© Yeni Arayış

Güvende hissetmemek

Güvende hissetmeyen birey, hem zihinsel hem de duygusal olarak sürekli alarm durumunda kalır. Beyin, tehditleri algılamak ve bunlara tepki vermek için amigdala gibi yapıları aktif tutar; bu da uzun vadede tükenmişlik ve kaygıya neden olur.

Hiç kendini bir fırtınanın ortasında, ne yana gitsen savrulacakmışsın gibi hissettin mi? Güvenlik ihtiyacının karşılanmadığı bir insan, her an diken üstündedir. Psikolojide bu durum, Maslow’un ihtiyaçlar hiyerarşisinde en temel basamaklardan birinin eksikliğiyle açıklanır. Güvende hissetmeyen birey, hem zihinsel hem de duygusal olarak sürekli alarm durumunda kalır. Beyin, tehditleri algılamak ve bunlara tepki vermek için amigdala gibi yapıları aktif tutar; bu da uzun vadede tükenmişlik ve kaygıya neden olur. Böyle bir ruh hali, insanı sadece savunmacı değil, aynı zamanda hayata karşı kopuk, yabancılaşmış ve yalnız bir hale getirir.

Bu duyguyu Albert Camus’nün “Yabancı” romanındaki Meursault’da çarpıcı bir şekilde görürüz. Meursault, dünyayla bağ kurmayı başaramaz; içinde bulunduğu toplumda, hatta kendi hayatında bile bir yabancı olarak dolaşır. Camus, onun ruh halini şu satırlarla özetler:

"Deniz ötesindeki uğultuyu dinlerken, sanki içimde bir şeylerin koptuğunu hissettim.
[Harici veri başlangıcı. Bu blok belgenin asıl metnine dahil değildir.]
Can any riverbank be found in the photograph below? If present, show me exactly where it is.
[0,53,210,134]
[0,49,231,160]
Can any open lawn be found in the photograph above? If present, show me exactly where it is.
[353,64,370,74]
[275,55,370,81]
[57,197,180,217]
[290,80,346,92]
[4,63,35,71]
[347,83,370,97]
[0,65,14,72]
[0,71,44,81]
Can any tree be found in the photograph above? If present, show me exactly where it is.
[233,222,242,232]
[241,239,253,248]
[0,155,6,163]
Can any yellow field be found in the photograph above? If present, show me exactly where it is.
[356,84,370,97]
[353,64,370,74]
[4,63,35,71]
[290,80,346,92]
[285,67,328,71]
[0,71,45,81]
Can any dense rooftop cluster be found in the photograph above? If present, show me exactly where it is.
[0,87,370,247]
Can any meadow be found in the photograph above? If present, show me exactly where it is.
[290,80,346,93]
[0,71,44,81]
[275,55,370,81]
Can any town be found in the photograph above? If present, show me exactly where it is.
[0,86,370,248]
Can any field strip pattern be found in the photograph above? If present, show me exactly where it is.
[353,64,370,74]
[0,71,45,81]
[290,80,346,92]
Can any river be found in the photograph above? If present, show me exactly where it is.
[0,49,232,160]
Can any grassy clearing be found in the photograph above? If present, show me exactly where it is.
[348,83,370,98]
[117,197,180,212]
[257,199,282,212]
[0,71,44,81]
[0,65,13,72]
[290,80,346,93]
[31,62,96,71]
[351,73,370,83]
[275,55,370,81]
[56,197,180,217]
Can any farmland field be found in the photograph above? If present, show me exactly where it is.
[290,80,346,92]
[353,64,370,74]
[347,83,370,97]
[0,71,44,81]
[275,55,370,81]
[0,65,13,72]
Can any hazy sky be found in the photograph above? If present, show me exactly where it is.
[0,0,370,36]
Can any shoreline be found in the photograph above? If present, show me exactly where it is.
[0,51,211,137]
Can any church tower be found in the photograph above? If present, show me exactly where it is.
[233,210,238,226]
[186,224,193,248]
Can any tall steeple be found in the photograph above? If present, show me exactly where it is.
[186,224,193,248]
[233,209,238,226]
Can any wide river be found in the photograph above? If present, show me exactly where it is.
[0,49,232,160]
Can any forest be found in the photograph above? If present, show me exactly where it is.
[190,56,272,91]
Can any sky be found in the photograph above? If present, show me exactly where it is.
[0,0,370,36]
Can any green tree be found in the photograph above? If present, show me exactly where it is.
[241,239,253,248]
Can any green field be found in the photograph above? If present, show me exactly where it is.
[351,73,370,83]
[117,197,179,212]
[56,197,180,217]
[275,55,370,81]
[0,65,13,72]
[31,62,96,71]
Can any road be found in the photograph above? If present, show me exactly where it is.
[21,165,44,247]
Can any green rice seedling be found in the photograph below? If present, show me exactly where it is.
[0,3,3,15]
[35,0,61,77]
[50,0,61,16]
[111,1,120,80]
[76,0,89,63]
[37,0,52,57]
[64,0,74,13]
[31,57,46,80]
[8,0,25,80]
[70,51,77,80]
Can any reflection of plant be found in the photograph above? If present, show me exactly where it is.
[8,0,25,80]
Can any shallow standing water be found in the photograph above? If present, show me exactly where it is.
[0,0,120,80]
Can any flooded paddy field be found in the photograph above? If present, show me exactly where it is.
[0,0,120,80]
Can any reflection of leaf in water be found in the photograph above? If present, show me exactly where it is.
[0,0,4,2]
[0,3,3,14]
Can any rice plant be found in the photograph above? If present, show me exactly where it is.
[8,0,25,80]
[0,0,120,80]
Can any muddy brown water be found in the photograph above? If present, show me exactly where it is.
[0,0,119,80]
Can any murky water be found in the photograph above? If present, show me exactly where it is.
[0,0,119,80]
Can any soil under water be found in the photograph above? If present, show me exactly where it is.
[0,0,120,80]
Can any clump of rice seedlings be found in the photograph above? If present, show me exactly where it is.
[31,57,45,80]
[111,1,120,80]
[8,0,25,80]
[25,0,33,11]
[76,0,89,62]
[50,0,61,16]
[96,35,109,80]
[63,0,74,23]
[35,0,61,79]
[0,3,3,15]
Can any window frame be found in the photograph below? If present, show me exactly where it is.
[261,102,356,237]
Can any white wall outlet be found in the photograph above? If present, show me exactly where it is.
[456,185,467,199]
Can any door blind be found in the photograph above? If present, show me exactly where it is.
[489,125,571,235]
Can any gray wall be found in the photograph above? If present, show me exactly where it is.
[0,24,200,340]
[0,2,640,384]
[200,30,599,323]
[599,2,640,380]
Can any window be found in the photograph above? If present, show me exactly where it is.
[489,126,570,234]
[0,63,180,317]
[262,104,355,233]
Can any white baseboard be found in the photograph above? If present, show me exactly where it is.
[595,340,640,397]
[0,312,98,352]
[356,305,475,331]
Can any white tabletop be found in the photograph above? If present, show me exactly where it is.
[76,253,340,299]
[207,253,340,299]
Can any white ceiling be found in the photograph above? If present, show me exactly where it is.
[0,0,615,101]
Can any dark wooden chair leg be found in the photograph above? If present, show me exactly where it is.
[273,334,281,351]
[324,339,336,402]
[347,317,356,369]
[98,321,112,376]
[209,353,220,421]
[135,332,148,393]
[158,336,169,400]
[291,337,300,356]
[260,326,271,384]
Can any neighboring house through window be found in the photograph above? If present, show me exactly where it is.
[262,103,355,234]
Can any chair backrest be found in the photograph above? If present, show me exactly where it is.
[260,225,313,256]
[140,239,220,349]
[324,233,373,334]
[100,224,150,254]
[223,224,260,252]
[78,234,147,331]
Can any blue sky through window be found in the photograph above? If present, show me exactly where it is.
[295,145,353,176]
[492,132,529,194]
Etrafımdaki her şey bana yabancı geliyordu; ne insanlar ne de sesler artık bana ait gibiydi."

Beyin, sürekli tehdit algısı altında çalışırken yakınlık kurmayı ikinci plana atar. John Bowlby’nin belirttiği gibi, erken dönemde güvenli bir bağlanma ilişkisi kuramayan bireyler, hayatları boyunca belirsizlikten korkar, insanlarla ilişkilerinde mesafeli ve temkinli olurlar. 
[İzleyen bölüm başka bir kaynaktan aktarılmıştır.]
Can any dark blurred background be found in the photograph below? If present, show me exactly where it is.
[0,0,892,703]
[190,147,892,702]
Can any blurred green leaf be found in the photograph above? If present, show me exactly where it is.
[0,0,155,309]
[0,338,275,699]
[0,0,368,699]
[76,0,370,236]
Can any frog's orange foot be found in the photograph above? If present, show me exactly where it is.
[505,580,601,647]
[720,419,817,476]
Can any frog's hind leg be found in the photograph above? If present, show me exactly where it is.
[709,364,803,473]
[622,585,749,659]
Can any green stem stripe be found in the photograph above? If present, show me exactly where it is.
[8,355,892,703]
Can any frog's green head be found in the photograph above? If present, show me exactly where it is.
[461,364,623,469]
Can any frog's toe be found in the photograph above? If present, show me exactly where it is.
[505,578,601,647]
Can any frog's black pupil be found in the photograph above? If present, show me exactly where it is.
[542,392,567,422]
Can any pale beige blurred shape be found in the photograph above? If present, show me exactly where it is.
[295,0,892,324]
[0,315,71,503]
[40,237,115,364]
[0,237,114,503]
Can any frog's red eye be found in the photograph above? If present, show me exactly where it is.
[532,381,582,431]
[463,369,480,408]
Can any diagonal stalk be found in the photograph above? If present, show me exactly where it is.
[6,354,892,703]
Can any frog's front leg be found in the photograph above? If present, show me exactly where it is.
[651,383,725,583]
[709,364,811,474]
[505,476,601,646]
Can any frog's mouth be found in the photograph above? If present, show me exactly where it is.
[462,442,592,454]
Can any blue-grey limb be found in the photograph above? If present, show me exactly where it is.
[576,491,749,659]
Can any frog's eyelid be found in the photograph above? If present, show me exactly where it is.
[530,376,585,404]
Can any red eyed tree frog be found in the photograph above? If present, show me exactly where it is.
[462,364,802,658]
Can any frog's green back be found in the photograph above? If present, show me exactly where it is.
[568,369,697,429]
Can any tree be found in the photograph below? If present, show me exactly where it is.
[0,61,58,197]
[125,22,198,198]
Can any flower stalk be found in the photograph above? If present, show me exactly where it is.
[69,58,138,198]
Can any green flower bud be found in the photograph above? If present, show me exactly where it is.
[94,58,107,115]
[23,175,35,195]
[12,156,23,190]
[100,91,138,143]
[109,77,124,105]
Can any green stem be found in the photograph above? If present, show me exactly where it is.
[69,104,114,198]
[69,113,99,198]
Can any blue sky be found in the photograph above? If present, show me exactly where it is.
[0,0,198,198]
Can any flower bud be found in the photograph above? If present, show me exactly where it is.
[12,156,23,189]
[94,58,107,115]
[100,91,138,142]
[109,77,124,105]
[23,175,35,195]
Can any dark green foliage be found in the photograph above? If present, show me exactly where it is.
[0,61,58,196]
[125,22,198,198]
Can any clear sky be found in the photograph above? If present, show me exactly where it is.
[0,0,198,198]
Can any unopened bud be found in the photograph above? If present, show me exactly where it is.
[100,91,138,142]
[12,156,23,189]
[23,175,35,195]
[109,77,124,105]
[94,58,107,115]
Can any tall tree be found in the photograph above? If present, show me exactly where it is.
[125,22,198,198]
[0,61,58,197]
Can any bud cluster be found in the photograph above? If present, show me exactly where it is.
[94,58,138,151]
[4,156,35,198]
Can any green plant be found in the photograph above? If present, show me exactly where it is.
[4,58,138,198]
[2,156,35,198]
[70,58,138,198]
BEYİN TEHDİT ALGISI ALTINDA ÇALIŞIRKEN YAKINLIK KURMAYI İKİNCİ PLANA ATAR

Bu yabancılaşma hali, aslında psikolojide duygusal kopuş (emotional detachment) olarak adlandırılır. İnsan, kendini güvende hissetmediğinde, sevdiklerine ve yaşadığı ortama duygusal olarak bağlanmakta zorlanır. Beyin, sürekli tehdit algısı altında çalışırken yakınlık kurmayı ikinci plana atar. Bu durum, bağlanma teorisi bağlamında da değerlendirilebilir. John Bowlby’nin belirttiği gibi, erken dönemde güvenli bir bağlanma ilişkisi kuramayan bireyler, hayatları boyunca belirsizlikten korkar, insanlarla ilişkilerinde mesafeli ve temkinli olurlar.

Meursault gibi insanlar, dış dünyaya karşı kayıtsız ya da soğuk görünse de, içlerinde derin bir çatışma yaşarlar. Bir yanda, güven arayışı ve aidiyet ihtiyacı; diğer yanda, reddedilme korkusu ve hayal kırıklığı… Bu çelişki, bireyi savunma mekanizmaları geliştirmeye iter: bazen aldırmazlık maskesi takar, bazen de herkesi uzaklaştırarak kendini korumaya çalışır.

Güvenlik eksikliği, insanı yalnızca korkuya değil, aynı zamanda anlam kaybına sürükler. Meursault’nun dünyasında olduğu gibi, her şey anlamsız görünmeye başlar. İnsan, hayatın ağırlığını tek başına taşıyamayacak kadar yorgun hisseder. Bu durumdan çıkış yolu, ancak güvenli bağların yeniden inşa edilmesiyle mümkündür. Zira insan ancak güven bulduğunda, duvarlarını indirip hayatın akışına yeniden katılabilir.